Validate a pack before wiring it into the runtime:
```python
from phase_memory import fake_external_adapter_pack, validate_adapter_pack_manifest
diagnostics = validate_adapter_pack_manifest(fake_external_adapter_pack())
assert diagnostics == ()
```
Missing capabilities are reported as `missing_adapter_capability` diagnostics
with the adapter and capability names attached.
## API Compatibility Expectations
The stable embedding surface is:
- `PhaseMemoryRuntime` methods and JSON-serializable envelopes.

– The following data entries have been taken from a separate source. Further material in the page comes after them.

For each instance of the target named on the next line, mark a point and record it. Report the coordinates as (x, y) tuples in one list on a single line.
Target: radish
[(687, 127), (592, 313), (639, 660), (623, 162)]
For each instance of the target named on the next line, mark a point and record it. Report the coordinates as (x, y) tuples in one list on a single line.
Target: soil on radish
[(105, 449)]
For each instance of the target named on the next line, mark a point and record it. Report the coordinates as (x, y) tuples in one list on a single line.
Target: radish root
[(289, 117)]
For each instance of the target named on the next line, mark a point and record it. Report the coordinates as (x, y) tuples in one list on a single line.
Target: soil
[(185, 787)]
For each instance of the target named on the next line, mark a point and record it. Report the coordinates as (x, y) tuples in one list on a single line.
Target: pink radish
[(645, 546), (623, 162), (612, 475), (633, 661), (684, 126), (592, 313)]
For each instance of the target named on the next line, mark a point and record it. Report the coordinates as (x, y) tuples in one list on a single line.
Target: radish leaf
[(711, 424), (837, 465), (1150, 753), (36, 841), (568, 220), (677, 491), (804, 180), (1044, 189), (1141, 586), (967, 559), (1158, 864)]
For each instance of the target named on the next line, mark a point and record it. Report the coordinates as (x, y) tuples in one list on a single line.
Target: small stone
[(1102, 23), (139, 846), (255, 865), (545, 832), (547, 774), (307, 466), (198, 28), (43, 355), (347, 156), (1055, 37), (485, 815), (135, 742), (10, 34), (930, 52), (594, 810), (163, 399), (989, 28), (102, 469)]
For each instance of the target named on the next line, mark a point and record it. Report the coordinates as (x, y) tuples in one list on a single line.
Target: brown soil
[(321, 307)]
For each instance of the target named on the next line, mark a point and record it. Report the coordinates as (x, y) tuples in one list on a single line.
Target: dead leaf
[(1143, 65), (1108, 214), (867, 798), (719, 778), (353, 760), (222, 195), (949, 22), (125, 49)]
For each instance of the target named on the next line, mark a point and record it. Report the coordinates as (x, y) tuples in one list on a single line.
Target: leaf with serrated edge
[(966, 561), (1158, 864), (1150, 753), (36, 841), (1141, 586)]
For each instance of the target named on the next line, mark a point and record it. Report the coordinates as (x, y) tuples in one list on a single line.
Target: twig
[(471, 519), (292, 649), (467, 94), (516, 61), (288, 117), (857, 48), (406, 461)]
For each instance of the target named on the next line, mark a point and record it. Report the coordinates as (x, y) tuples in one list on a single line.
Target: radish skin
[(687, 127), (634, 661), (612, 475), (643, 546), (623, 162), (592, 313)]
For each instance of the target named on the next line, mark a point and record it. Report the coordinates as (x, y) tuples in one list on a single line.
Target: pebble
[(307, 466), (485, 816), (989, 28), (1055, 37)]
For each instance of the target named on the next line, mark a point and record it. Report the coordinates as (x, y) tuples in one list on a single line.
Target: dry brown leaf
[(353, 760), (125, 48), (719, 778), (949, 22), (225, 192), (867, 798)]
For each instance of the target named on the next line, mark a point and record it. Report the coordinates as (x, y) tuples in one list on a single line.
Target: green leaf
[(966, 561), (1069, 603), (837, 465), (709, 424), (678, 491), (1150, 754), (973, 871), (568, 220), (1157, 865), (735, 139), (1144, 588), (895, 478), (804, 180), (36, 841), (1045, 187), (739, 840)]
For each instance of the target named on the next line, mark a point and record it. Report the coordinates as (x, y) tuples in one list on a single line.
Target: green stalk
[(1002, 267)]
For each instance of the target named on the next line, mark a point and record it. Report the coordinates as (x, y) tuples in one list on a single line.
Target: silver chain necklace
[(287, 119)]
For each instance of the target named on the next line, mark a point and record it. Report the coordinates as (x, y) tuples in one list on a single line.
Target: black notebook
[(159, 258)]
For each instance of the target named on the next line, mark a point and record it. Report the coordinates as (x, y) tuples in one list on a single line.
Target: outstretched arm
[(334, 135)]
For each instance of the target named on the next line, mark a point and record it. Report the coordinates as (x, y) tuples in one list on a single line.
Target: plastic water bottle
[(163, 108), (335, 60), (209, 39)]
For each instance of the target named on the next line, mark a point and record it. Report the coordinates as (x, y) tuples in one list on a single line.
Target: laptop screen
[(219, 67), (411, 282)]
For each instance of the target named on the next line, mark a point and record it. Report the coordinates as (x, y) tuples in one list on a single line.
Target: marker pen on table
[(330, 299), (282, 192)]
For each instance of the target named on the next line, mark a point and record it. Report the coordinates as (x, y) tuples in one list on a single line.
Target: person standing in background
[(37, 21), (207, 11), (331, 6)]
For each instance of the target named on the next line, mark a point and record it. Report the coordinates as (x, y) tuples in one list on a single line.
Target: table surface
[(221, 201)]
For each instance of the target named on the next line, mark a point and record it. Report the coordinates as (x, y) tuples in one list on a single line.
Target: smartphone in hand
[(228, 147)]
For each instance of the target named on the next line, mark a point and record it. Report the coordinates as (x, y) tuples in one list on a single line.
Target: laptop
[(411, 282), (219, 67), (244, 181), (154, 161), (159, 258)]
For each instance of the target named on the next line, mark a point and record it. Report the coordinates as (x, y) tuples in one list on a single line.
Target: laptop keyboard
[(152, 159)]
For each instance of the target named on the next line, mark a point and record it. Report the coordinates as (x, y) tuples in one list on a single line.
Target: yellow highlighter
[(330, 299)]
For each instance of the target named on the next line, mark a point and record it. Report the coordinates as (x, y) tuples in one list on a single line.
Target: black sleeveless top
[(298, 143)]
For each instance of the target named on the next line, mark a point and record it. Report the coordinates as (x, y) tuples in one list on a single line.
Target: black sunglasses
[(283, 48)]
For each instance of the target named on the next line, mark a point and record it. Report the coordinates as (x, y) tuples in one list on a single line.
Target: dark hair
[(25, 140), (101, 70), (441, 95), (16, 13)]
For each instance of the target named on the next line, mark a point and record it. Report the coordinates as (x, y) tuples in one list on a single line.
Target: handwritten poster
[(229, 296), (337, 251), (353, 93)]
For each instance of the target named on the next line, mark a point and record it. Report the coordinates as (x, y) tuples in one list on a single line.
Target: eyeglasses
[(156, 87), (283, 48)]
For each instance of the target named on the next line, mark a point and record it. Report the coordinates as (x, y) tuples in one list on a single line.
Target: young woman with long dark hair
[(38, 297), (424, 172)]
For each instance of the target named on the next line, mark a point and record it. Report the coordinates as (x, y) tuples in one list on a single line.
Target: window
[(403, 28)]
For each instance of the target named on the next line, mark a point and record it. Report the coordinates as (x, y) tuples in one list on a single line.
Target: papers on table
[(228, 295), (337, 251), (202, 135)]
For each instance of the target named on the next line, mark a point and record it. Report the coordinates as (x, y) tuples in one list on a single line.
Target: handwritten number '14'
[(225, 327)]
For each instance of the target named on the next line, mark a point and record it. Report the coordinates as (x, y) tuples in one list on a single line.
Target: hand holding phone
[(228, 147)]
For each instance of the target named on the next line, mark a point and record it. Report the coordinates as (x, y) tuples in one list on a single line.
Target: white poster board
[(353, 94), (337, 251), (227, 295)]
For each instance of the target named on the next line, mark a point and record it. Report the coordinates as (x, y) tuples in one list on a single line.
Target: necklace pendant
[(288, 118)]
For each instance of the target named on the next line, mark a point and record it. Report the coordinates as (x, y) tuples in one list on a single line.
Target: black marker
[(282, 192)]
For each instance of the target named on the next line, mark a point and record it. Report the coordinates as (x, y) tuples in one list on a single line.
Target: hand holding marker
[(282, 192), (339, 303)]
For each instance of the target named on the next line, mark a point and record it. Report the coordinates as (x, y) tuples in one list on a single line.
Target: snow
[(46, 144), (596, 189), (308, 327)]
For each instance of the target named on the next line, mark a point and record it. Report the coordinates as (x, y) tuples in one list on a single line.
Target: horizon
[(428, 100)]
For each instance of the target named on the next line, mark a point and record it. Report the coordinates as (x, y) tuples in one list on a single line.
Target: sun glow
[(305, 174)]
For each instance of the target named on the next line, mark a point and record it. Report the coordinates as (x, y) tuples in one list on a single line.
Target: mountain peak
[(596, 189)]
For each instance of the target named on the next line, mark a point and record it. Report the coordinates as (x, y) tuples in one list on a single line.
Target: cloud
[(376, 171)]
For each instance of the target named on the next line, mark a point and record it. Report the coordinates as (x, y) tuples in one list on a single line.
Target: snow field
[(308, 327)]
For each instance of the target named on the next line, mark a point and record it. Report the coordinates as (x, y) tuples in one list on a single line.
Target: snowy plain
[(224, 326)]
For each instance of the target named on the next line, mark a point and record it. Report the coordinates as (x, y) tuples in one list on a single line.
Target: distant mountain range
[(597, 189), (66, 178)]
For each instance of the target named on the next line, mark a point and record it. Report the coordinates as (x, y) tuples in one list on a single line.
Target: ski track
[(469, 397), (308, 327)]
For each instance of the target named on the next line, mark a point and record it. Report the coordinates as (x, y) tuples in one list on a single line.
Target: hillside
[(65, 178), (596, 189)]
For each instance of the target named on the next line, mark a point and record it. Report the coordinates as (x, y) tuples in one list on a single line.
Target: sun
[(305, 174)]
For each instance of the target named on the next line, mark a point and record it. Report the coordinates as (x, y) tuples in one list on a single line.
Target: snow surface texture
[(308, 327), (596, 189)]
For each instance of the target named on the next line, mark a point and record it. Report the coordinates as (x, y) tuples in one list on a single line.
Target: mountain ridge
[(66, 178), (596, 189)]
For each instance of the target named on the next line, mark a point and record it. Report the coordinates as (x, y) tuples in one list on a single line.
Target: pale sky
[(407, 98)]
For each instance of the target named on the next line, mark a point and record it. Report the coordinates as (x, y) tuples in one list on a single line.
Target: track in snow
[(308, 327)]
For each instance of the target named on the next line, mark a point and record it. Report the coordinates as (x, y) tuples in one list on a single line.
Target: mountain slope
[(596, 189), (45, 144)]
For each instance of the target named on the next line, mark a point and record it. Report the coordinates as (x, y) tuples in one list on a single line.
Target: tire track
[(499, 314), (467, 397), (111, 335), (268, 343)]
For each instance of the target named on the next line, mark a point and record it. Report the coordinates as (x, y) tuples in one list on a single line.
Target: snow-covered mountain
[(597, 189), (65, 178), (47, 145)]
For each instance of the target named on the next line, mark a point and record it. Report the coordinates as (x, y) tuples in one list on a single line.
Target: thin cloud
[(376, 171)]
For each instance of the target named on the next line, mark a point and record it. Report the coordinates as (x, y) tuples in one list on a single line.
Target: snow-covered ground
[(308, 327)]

- `LocalServiceRunner.handle(operation, payload)` for every operation in
`service_contracts()["operations"]`.
- `RuntimeConfig` and `resolve_runtime_adapters` for local/external adapter
resolution.
- Adapter conformance helpers in `phase_memory.service`.
- External adapter pack manifests and validation helpers.
New public operations should be added to the service contract first, then to
the local runner, runtime tests, and docs in the same change.